Before We Met by Lucie Whitehouse is a novel I purchased on Amazon in December 2018 for USD 0.99. As of the date of this review, the price is US 9.49 and it has just over 300 reviews, 33% of which are five-star reviews. I think the author is good but is writing for a tough audience. Psychological thriller readers want something “never-been-done-before.” Philosophers will argue that is not possible so the author must come up with a different twist on familiar themes. I liked the story and gave it five Amazon stars. Because it had parts where the action was slow, I can see some readers knocking it down to four Amazon stars, but I was willing to give the story a chance. When it picks up the pace is good and is worth waiting (reading) for.

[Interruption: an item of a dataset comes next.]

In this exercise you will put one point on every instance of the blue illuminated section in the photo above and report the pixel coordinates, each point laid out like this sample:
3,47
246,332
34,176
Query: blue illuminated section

Splintered Courage by J. E. Sawyer is billed as a new adult contemporary romance according to a statement on its cover. I could not get into the story at all. I cannot think of an audience that this would appeal to. The writing is mechanically good; there are no embarrassing grammar goofs, typos, or formatting problems. The story is good, but it just never takes off. It is as bland as an everyday conversation between two interested parties because more than those two would not be interested.
The House of Twelve by Sean Davies will deceive the reader many times. The idea seems familiar. Twelve people wake up in a house but can’t remember how they got there. They don’t know each other and can’t figure out a connection that will tie them together. It is almost as if they had been drugged, kidnapped, and imprisoned in one house. That they were imprisoned is obvious from many indicators. Doors are steel, reinforced, and locked. Where there should be windows, the glass has been replaced by thick constructions of brick. And on a coffee table in the living room, there is a document with House Rules. The first one says they will never be allowed to escape, the second rations the food and water, and the third relates to their imminent deaths. There is constant background music; think elevator music. Each evening at 2300 the music will stop, and one person must die. The victim can die by suicide or be killed by others. If no selection or volunteer happens before 2400, gas will kill all of them.
Dying for Justice by Pauline Lynne Isaksen is a crime thriller set in England. Crime thrillers inevitably involve the police. Police procedures in England come complete with their own vocabulary strange to an American ear. A lot of other vocabulary was quite strange and new for me, much of it has to do with food and fashion. Because I learned new things, I really felt rewarded for reading the novel. The plot seemed to be a straightforward murder mystery but there were so many twists along the way, not to mention a surprising “pre-ending” that I was thoroughly entertained by this 244-page novel. It was a fast read of just under four hours and because of all the twists, it was a page-turner.
Death of a Saturday by Janice Croom is published to introduce readers to her writing style. Interested readers then will read further stories in the Kadence MacBride series: Death of an Idiot Boss and Death of an Island Tart both available on Amazon. I received this short story for free through Prolific Works (formerly Instafreebie) and joined the authors mailing list.
Kadence and husband Terrence were having a quiet weekend until Kadence’s mom called. Her good friend Hattie McBride was in jail for murdering her husband, Blind Willie. Mom knew Hattie hadn’t done it and demanded that daughter Kadence take husband Terrence with her to the jail and bring Hattie from the jail to Mom’s house. Of course, Mom said, Hattie was innocent.